President Prabowo Subianto claimed Wednesday to know who funds the country's recent demonstrations but declined to name any of them. He made the claim at the 17th National Farmers and Fishers Week Summit in Limboto, Gorontalo, where the audience responded with applause and laughter. "Watch out, I'm warning them. I know who's funding the protests. I know it," Prabowo said.

He also suggested that demonstrators are paid only 200,000 rupiah without understanding what they're protesting. State Secretary Prasetyo Hadi, seated behind him, laughed and shook his head.

Who actually paid?

A "protest funder" in Indonesian political parlance refers to someone who finances opposition movements. In the past week, the only documented money trail to emerge actually flowed in the opposite direction from Prabowo's narrative.

Muhammad Abdimaludin, head of the law faculty student council at Bung Karno University, admitted in an internal forum Monday night that he received payment to redirect student action from the Presidential Palace to the Parliament building. "I admit my mistake. I took the money. Twenty million rupiah, split among friends. It came from a police officer named Aan," he said. The university immediately suspended him from his position; Metro Jaya police requested clarification regarding the alleged involvement of the officer, and the identity of "Aan" remains officially unconfirmed.

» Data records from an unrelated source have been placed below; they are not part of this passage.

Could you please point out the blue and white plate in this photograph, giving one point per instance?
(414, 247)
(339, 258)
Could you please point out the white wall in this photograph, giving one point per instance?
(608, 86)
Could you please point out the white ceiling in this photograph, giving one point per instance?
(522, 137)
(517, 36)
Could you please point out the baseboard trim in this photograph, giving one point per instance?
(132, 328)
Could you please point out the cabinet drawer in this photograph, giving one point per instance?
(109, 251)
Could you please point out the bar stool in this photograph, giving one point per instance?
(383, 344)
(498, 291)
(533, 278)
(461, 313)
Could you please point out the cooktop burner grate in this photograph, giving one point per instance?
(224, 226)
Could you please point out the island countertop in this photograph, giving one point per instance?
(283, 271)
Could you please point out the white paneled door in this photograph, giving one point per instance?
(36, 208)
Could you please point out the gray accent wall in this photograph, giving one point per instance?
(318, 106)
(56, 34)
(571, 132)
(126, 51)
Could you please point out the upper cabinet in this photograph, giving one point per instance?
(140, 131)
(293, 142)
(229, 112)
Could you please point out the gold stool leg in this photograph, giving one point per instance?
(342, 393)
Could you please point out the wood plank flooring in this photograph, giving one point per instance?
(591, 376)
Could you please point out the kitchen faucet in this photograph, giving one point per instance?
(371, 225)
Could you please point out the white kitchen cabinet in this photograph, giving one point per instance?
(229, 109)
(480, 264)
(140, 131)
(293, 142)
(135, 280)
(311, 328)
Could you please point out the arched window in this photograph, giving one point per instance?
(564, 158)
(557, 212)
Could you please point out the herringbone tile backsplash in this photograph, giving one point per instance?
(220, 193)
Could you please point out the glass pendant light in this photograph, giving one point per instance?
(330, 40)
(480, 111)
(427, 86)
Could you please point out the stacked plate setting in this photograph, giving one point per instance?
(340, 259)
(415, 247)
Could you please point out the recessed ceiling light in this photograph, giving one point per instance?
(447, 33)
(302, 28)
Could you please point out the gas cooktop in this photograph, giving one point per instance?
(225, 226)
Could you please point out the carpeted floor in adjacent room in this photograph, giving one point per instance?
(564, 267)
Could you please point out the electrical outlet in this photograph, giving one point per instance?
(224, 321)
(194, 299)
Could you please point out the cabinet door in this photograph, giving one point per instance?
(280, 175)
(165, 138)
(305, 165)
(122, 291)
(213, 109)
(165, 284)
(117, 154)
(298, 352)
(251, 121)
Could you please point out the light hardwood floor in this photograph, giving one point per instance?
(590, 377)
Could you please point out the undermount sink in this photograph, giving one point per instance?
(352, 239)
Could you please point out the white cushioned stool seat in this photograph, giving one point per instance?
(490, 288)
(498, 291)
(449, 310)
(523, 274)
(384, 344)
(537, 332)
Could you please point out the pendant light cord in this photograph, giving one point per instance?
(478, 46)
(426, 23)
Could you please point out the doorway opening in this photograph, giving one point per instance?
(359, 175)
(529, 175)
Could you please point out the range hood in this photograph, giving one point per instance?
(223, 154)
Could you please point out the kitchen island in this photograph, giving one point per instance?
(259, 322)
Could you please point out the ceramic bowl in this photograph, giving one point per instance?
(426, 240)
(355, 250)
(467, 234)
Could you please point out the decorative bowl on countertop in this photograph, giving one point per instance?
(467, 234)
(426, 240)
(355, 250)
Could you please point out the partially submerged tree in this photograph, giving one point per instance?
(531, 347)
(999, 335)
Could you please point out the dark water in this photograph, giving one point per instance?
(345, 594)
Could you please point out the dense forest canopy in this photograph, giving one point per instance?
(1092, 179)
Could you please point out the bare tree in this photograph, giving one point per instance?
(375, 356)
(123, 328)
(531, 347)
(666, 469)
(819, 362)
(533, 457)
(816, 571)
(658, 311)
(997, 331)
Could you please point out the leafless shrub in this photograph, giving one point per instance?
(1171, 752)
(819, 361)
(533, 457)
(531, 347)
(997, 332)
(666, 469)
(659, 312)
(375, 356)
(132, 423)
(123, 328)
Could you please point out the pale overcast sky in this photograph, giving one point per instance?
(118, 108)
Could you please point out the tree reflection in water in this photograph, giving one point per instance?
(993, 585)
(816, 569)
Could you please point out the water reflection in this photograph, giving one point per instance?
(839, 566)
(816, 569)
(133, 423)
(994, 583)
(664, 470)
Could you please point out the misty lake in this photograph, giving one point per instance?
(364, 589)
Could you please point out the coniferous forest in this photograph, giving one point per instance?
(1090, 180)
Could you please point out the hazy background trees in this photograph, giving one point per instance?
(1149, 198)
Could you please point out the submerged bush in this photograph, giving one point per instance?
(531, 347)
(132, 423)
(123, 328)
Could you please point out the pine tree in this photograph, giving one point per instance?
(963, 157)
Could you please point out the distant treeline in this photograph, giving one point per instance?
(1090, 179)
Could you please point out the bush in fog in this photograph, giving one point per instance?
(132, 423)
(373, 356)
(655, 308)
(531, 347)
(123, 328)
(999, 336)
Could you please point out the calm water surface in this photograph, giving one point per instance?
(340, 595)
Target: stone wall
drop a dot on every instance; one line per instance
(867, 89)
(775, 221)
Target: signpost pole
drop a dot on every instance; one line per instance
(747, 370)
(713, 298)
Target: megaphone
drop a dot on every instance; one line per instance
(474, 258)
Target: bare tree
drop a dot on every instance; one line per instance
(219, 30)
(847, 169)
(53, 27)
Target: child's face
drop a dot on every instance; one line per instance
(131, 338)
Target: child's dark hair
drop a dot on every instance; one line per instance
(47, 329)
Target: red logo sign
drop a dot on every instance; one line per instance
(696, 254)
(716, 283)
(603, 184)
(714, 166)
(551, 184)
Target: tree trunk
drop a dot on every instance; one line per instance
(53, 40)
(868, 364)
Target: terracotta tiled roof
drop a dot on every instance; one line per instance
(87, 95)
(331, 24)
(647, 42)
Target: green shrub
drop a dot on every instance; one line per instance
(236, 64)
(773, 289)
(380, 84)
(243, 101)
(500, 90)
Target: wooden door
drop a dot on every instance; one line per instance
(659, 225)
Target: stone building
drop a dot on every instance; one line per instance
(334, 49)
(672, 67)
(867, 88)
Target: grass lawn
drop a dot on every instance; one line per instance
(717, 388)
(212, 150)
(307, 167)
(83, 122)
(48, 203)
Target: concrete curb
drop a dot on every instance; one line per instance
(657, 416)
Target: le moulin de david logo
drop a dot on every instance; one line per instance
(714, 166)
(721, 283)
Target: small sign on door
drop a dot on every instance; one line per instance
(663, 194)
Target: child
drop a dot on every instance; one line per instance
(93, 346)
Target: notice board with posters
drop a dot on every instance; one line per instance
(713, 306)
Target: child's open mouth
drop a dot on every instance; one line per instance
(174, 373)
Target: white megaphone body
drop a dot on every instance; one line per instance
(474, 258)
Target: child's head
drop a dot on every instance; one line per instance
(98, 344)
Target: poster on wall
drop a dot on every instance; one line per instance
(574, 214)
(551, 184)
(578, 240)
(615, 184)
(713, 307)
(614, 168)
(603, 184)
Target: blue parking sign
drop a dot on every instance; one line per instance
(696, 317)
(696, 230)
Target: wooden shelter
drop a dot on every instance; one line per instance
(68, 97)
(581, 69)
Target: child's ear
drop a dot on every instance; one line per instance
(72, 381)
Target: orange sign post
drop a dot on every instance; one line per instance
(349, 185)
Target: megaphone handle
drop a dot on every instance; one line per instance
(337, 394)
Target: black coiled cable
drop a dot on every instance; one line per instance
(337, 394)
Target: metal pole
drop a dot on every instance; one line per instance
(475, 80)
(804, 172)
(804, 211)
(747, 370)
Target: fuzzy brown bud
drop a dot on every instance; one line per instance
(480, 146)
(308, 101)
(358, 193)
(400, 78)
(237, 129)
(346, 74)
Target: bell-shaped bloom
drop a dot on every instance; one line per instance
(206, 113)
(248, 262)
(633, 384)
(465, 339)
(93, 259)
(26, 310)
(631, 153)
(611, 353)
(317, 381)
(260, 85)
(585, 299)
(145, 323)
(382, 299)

The figures tell a stark story: Prabowo claimed demonstrators are paid 200,000 rupiah to protest. Abdimaludin's documented payment was 20 million rupiah to not protest at the Palace. Only the second figure comes with a named source and direct admission from the recipient.

Why are unnamed claims risky?

When a head of state makes claims about protest funding, they normally require one of two outcomes: criminal prosecution of those accused or public verification of the facts. Without either, such claims risk shifting the debate from the substance of protesters' demands to suspicions about their motives.

Those demands have been concrete. The University of Indonesia student council, demonstrating at Bundaran HI on June 12, called for an end to budget waste and price reductions for basic goods and fuel. The national student organization PB PMII held a "Complete Cabinet Review" protest across more than 300 locations nationwide between June 22 and 24. Tensions already run high: in the same period, UGM students in Yogyakarta drove activist Budiman Sudjatmiko from campus, calling him a "traitor to reform."

Golkar Secretary-General Muhamad Sarmuji defended Prabowo's claim Thursday: "The President's indication was based on information he received. We have state officials who can detect these things." The comment confirms the claim rests on intelligence briefings but also acknowledges that the information has not entered formal legal proceedings.

The allegation that a police officer directed student protests also touches a broader debate over policing authority, including a pending revision to the Police Law that includes a "People's Police" clause. Prabowo has set no deadline for revealing the identities he claims to know.